Peter Dinham
Thursday, 14 May 2009 14:06
Business IT -
Security
Page 1 of 2
Worldwide spam levels in April increased with the swine flu outbreak as spammers continue to use current events to spread their messages around the Internet.
According to Symantec in its latest state of
spam report, health and financial related spam increased six percent
during April, and it found that the top 20 subject lines relating to
the swine flu spam campaign used certain keywords such as Jolie caught
swine flu, Swine flu in NY, Madonna caught swine flu, America against
swine flu, First US swine flu victims and, Be quick! anti-swine flu
drugs are almost sold out.
Symantec says that health related spam samples had been observed with
messages talking about medicines that could be used to fight the flu,
and providing URLs to various pharmacy sites.
It says that, in one example, potential victims were sent an email with
a malicious PDF attachment that promised to answer questions about the
Swine Flu. It detected the malicious PDF file as Bloodhound.Exploit.6
and the dropped malicious file contained in the PDF as InfoStealer.

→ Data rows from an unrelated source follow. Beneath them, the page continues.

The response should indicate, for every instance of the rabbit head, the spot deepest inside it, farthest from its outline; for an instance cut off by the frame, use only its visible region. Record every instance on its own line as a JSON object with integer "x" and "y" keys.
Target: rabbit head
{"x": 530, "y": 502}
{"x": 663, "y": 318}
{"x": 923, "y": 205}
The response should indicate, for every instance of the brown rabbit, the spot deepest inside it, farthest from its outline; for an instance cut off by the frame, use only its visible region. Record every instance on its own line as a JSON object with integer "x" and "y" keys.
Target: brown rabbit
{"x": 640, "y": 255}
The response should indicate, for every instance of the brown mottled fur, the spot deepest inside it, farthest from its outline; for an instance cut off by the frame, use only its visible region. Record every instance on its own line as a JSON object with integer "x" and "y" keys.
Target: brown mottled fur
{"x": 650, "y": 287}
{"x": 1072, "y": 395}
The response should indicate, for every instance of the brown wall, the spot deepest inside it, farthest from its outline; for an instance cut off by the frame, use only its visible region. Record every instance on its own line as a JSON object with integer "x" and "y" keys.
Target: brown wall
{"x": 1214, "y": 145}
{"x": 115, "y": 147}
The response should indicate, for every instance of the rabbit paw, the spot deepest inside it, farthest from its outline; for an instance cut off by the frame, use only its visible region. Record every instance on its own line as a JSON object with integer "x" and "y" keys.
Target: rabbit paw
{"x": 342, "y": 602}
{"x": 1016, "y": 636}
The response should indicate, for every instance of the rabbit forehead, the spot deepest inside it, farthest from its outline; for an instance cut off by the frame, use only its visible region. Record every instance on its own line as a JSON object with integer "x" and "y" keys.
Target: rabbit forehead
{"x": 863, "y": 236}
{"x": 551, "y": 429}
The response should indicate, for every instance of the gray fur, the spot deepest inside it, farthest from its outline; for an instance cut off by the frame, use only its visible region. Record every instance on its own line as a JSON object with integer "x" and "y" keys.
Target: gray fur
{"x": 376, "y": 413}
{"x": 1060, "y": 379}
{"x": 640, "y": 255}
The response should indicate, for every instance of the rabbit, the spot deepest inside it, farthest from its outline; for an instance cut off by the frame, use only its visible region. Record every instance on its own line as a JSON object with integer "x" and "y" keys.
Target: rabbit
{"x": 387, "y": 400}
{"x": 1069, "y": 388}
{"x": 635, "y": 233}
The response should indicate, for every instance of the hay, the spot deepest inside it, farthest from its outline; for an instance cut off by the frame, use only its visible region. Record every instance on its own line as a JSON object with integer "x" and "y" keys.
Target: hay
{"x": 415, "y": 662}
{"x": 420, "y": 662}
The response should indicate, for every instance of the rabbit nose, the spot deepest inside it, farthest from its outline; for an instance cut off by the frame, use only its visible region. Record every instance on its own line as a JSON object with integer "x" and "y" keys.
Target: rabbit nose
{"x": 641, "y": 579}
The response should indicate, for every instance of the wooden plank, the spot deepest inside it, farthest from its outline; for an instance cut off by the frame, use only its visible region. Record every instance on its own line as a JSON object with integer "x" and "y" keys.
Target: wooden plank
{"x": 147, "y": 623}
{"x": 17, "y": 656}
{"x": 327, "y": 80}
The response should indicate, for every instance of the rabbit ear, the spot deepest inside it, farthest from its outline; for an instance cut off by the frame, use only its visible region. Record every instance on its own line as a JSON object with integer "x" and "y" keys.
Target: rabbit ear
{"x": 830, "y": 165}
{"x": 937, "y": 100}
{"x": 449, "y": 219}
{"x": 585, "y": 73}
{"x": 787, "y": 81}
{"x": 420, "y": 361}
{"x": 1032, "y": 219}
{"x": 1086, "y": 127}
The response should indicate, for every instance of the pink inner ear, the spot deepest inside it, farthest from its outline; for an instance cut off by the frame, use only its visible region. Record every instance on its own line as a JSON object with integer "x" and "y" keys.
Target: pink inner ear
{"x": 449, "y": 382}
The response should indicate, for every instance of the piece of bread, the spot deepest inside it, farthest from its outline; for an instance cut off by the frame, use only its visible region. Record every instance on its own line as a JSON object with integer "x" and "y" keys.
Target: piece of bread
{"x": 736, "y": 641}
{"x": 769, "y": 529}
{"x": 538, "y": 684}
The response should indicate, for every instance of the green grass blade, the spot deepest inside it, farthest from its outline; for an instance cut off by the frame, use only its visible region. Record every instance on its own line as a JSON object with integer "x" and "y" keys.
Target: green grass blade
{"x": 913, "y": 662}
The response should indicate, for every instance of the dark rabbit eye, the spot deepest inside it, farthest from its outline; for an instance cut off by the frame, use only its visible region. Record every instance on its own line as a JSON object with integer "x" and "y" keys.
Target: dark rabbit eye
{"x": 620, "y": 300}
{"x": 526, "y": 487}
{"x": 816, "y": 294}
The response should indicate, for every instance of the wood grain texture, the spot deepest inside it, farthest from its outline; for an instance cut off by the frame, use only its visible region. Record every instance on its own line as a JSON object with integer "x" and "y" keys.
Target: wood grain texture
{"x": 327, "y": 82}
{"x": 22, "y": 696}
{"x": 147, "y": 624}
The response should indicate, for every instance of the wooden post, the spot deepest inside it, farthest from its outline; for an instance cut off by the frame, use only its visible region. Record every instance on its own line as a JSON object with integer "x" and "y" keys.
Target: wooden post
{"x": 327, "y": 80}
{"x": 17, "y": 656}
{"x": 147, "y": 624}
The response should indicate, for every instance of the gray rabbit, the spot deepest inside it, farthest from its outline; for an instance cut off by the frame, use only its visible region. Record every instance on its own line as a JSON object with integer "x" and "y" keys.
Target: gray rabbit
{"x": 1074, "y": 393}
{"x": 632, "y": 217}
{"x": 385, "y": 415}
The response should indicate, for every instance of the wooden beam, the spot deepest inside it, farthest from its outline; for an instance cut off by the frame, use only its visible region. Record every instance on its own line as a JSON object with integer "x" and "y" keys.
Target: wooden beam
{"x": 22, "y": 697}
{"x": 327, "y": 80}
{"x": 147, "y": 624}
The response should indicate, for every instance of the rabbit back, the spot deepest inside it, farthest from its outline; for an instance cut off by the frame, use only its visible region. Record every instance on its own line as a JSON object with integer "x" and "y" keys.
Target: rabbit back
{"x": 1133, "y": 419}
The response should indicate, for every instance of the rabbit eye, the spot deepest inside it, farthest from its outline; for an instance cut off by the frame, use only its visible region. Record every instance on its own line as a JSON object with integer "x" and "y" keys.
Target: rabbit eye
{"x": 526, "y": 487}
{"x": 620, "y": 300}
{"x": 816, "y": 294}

According to Symantec, while it remains to be seen whether swine flu
spam will result in a swine flu spam pandemic, “history tells us that
current event spam campaigns will continue in an effort to lure victims
and distribute spam messages.”
“It should also be noted that spammers recently used the Italian
earthquake in their messages. As always, users should be careful before
opening any attachments or clicking on URL links.”
Overall, Symantec says spam volumes continue to creep back up to
normal, and are currently sitting at 94 percent of their pre-McColo
levels, adding that spam categories continue to fluctuate month to
month with leisure and Internet spam decreasing eight and seven percent
respectively, and financial spam in-creasing by six percent.